Lifshitz point at commensurate melting of 1D Rydberg atoms

Kavli Affiliate: Natalia Chepiga

| First 5 Authors: Natalia Chepiga, Frédéric Mila, , ,

| Summary:

The recent investigation of chains of Rydberg atoms has brought back the
problem of commensurate-incommensurate transitions into the focus of current
research. In 2D classical systems, or in 1D quantum systems, the commensurate
melting of a period-p phase with p larger than 4 is known to take place through
an intermediate floating phase where correlations between domain walls or
particles decay only as a power law, but when p is equal to 3 or 4, it has been
argued by Huse and Fisher that the transition could also be direct and
continuous in a non-conformal chiral universality class with a dynamical
exponent larger than 1. This is only possible however if the floating phase
terminates at a Lifshitz point before reaching the conformal point, a
possibility debated since then.

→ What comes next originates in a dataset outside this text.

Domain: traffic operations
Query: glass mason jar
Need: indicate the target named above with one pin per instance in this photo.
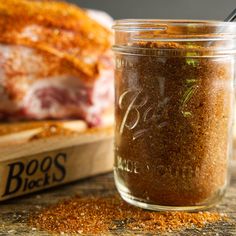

Here we argue that this is a generic feature of
models where the number of particles is not conserved because the exponent of
the floating phase changes along the Pokrovsky-Talapov transition and can thus
reach the value at which the floating phase becomes unstable. Furthermore, we
show numerically that this scenario is realized in an effective model of the
period-3 phase of Rydberg chains in which hard-core bosons are created and
annihilated three by three: The Luttinger liquid parameter reaches the critical
value $p^2/8=9/8$ along the Pokrovsky-Talapov transition, leading to a Lifshitz
point that separates the floating phase from a chiral transition. Implications
beyond Rydberg atoms are briefly discussed.